CHAPTER XV

A day or two later, when Rainham called in the afternoon at the Kensington studio to announce his approaching flight from England, he found Mrs. Sylvester and Eve in occupation, and a sitting in progress. His greeting of Eve was somewhat constrained. He seemed to stumble over the congratulations, the utterance of which usage and old acquaintance demanded; and he was more at his ease when the ice was fairly broken.

"I expected to find you here," he said, addressing Mrs. Sylvester. "I have been to your house, and they told me you would probably be at the studio—the studio—so I came on."

"Good boy, good boy!" said Lightmark, with as much approbation in his voice as the presence of the stick of a paint-brush between his teeth would allow. "You'll excuse our going on a little longer, won't you? It'll be too dark in a few minutes."

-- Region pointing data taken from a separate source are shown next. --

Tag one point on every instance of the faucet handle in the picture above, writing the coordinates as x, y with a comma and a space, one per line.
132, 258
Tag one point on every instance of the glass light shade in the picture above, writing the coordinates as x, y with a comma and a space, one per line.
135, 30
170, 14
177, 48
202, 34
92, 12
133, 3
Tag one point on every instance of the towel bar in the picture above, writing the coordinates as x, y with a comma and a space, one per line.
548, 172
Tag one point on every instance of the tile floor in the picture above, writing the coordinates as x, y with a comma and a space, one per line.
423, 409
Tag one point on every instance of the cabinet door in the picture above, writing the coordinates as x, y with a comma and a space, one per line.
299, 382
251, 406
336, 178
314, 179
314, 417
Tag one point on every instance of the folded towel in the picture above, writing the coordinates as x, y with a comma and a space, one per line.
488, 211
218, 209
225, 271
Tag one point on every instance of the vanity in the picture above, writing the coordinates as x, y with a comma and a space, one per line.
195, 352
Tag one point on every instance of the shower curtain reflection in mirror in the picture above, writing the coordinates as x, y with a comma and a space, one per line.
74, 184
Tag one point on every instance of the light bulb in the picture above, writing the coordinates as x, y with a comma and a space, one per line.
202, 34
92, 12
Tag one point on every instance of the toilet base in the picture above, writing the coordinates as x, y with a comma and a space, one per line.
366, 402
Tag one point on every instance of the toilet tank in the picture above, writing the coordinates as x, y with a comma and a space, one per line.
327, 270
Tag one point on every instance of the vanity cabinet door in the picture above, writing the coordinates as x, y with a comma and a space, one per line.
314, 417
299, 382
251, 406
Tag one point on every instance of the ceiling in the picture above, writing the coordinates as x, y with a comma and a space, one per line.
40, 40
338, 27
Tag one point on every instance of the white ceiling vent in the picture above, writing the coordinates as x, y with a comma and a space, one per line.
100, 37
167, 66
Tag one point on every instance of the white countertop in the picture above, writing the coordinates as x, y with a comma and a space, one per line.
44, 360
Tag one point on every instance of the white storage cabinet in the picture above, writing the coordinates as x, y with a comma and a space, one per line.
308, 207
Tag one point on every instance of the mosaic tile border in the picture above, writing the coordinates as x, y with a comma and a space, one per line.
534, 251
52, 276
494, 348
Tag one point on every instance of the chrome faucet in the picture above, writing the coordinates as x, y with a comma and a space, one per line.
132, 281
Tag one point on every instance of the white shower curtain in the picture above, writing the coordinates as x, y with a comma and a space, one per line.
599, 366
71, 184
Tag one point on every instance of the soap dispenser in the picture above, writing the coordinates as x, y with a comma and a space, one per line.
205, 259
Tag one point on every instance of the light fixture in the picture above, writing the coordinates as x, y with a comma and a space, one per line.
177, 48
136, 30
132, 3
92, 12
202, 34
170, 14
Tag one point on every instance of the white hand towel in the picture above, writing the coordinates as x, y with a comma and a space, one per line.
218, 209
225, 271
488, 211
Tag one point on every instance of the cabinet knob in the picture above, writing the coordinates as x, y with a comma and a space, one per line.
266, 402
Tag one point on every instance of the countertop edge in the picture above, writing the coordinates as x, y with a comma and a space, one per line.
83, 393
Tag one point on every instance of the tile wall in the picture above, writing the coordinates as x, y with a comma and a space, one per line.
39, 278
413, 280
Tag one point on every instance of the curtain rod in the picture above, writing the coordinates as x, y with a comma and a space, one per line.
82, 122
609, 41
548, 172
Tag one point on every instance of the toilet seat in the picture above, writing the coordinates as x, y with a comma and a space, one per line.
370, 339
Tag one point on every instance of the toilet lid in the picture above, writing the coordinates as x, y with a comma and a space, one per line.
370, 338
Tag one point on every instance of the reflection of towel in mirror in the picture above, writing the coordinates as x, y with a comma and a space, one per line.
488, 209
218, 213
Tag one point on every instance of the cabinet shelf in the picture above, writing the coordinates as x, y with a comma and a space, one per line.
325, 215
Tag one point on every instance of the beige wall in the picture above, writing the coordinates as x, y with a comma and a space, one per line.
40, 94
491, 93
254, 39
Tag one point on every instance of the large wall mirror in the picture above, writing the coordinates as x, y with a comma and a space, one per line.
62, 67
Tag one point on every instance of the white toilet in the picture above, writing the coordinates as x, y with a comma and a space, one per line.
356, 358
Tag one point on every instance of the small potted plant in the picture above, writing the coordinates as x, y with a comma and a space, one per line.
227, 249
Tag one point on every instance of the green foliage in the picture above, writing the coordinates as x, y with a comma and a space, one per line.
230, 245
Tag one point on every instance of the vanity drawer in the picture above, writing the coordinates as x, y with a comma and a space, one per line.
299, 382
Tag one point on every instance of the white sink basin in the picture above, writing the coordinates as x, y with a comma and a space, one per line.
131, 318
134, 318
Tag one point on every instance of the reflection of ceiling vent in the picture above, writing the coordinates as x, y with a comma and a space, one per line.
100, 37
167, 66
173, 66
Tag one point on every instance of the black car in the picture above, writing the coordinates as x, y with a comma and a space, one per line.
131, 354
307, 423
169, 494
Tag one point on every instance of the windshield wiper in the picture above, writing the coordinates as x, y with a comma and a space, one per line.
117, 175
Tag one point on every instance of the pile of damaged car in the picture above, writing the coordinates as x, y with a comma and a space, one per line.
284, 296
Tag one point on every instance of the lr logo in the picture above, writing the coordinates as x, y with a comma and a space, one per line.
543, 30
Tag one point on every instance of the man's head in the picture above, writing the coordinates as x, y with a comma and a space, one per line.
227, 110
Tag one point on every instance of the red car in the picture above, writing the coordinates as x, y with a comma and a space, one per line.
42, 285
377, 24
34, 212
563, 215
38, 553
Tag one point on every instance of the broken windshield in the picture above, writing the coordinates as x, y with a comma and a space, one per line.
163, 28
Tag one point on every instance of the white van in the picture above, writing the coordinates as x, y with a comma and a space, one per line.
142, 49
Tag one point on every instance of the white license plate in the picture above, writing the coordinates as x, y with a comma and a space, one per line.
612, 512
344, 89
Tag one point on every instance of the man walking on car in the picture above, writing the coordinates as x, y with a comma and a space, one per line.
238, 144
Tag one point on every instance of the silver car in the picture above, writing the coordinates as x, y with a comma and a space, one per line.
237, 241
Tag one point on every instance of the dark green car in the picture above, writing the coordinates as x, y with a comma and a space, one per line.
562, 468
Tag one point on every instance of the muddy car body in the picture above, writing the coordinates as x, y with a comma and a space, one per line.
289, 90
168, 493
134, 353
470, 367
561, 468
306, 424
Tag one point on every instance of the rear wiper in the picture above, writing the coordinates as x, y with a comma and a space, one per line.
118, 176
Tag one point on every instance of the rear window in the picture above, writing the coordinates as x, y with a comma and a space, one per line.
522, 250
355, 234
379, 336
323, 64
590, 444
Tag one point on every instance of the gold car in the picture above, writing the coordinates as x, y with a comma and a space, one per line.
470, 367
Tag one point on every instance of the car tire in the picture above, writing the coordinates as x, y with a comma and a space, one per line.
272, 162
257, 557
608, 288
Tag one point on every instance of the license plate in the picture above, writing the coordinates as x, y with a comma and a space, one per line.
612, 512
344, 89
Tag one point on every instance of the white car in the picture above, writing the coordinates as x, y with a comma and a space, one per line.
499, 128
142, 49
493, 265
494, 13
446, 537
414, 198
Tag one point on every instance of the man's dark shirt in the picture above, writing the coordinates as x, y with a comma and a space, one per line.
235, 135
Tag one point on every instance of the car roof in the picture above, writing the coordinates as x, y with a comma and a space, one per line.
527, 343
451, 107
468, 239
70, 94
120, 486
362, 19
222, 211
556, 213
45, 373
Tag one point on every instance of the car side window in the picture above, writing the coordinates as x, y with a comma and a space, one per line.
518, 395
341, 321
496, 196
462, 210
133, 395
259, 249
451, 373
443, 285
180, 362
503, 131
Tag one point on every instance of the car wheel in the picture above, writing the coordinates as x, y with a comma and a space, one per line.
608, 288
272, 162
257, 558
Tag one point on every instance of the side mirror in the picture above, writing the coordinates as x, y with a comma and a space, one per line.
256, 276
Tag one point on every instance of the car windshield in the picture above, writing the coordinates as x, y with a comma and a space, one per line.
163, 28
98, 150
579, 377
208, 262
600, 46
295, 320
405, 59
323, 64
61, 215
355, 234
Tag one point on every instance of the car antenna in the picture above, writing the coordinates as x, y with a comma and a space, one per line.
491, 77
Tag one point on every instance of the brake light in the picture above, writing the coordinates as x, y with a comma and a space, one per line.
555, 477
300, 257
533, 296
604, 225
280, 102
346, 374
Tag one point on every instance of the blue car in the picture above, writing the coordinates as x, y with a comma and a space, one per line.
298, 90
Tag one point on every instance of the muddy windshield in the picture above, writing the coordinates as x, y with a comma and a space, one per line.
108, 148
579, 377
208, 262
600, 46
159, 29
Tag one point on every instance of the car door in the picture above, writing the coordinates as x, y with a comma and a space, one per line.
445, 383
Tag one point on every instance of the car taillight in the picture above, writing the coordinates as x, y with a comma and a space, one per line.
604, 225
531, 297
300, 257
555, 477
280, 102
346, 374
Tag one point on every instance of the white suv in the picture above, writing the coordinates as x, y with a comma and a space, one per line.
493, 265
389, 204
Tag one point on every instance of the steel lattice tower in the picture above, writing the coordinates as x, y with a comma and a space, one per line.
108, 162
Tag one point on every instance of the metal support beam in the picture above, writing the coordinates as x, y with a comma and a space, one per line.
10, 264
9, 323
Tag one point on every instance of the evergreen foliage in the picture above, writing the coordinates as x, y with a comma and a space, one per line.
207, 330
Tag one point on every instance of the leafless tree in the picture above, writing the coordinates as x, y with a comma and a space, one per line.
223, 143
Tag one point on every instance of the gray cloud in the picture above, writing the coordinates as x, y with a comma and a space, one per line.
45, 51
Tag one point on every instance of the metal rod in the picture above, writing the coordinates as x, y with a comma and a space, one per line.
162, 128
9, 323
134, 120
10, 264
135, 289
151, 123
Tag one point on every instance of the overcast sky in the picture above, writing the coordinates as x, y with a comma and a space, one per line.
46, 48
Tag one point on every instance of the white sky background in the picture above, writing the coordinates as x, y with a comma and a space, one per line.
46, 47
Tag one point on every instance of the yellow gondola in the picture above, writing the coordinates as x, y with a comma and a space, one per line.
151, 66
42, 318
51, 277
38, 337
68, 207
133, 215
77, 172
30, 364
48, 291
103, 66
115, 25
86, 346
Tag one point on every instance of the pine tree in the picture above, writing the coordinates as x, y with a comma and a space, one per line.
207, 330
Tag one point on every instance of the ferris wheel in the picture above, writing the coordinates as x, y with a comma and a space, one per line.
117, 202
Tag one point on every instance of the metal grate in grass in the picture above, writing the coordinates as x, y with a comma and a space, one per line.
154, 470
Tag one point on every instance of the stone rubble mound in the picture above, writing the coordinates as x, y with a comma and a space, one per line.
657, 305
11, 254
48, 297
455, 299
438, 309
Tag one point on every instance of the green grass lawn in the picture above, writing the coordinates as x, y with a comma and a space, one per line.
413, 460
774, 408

"You don't look well, Philip," remarked Mrs. Sylvester presently, with a well-assumed air of solicitude. "You ought to have come to Lucerne with us, instead of spending all the summer in town."

"Yes; why didn't you, Philip?" cried Eve reproachfully. "It would have been so nice—oh, I'm so sorry, Dick, I didn't mean to move—you really ought to have come."

"Well, there was the dock, you see, and business and all that sort of thing. I can't always neglect business, you know."

Lightmark asserted emphatically that he didn't know, while, on the other hand, Mrs. Sylvester was understood to remark, with a certain air of mystery, that she could quite understand what kept Philip in town.

"Don't you think I might have been rather—rather a fifth wheel?" suggested Rainham feebly, entirely ignoring Mrs. Sylvester's remark, to which, indeed, he attached no special meaning.

"Spare our blushes, old man," expostulated Dick. "It would have been awfully jolly. You would have been such a companion for Charles, you know," he added, with a malicious glance over his shoulder. "Oh dear! fog again. I think I must release you now, Eve. Tell me what you think of the portrait, now that I've worked in the background, Philip. Mrs. Sylvester, now don't you think I was right about the flowers?"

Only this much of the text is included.